The Michigan Wolverines are playing in their spring game this Saturday, and the Wolverines’ helmets have a different sticker than usual. On the back of the helmets, there is the American flag per usual, but also the Italian flag on the other side of it.
You can see the edge of the flag in the second picture here as well.
So, what’s the deal with this? Well, later this month the Wolverines are headed to Rome, Italy for a week of practice, as well as education and sightseeing. The trip was announced in January by the school.
Michigan’s trip to Italy is going to involve more than just spring practice.
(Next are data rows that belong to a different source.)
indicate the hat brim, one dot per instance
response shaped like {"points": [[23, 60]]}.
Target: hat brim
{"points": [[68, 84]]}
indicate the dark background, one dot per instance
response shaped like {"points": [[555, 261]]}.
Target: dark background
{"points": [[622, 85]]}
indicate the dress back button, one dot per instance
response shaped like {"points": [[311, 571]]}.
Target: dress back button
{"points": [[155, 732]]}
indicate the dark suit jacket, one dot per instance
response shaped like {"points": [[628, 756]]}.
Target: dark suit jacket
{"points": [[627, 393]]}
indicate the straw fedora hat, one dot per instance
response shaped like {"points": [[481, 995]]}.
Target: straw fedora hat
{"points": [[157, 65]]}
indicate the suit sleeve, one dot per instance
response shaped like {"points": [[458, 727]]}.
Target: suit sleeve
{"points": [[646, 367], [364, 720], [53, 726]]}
The Wolverines will use three of their permitted 15 spring practice sessions while they’re there, spending the rest of their time doing other things in Rome.
"We were looking to provide our student-athletes with a great educational, cultural and international football experience," Harbaugh said in a university release. "I am excited that our student-athletes will be able to take advantage of this amazing educational opportunity, be exposed to another culture, and be ambassadors for the United States and the University of Michigan during our visit to Rome."
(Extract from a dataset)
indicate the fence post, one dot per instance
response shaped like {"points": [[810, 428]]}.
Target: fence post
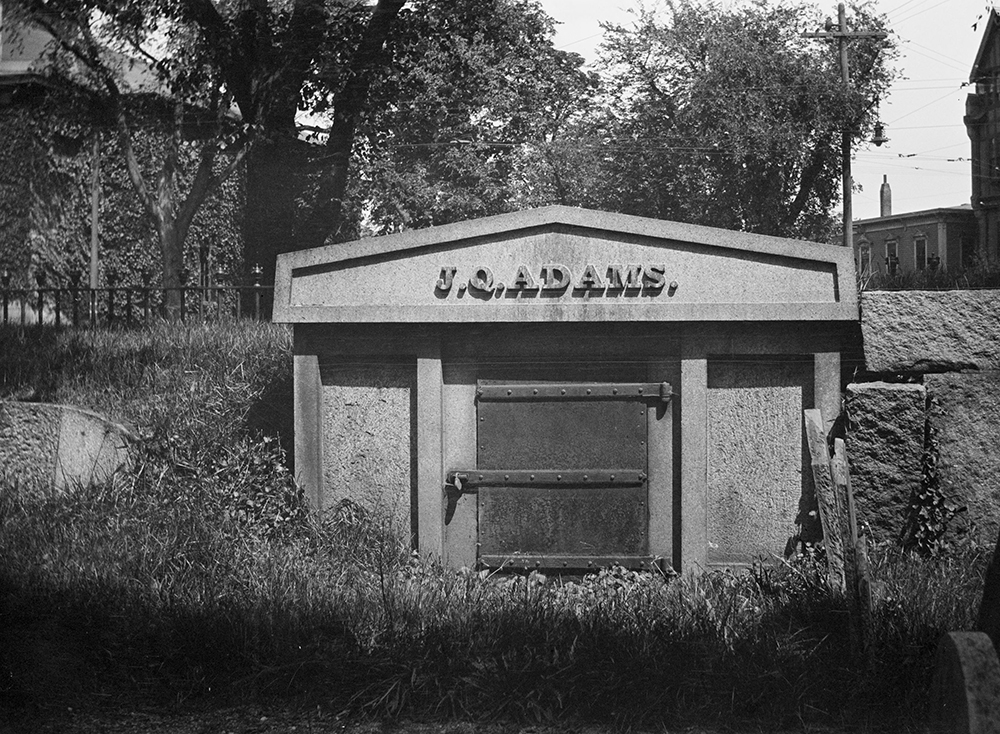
{"points": [[112, 279], [74, 292], [257, 272], [145, 295], [5, 281], [40, 279]]}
Now this trip to Rome isn’t aren’t the same as satellite camps, which were banned last April before the NCAA changed its mind on the decision weeks later. A compromise was reached in rules the Division I council passed Friday to allow satelite camps but only at specific places on a limited number of days.
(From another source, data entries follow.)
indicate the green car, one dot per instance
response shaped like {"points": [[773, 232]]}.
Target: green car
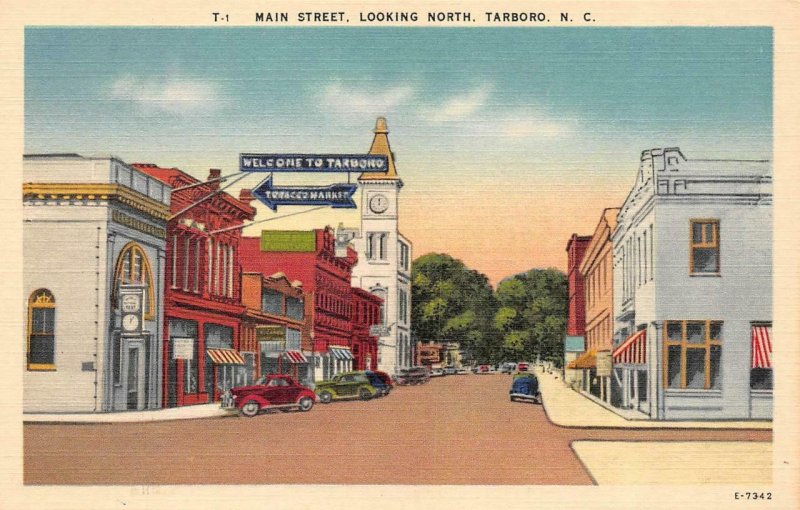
{"points": [[346, 385]]}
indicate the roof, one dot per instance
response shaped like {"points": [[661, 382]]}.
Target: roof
{"points": [[380, 146], [176, 178]]}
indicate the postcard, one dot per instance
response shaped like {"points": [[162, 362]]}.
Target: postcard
{"points": [[400, 254]]}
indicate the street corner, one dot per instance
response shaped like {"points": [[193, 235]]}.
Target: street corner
{"points": [[665, 463]]}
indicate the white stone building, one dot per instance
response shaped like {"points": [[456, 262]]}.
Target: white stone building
{"points": [[693, 289], [384, 256], [92, 227]]}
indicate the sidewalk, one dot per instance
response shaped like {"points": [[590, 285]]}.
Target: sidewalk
{"points": [[176, 413], [568, 408], [666, 463]]}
Essentially, it limits the time for Football Bowl Subdivision coaches to participate in camps and clinics to 10 days in June and July and requires that the camps take place on a school's campus or in facilities regularly used by the school for practice or competition. Staff members with football-specific responsibilities are subject to the same restrictions. The Football Championship Subdivision can conduct and participate in camps during the months of June and July (effective immediately, though schools may honor contracts signed before Jan. 18, 2017).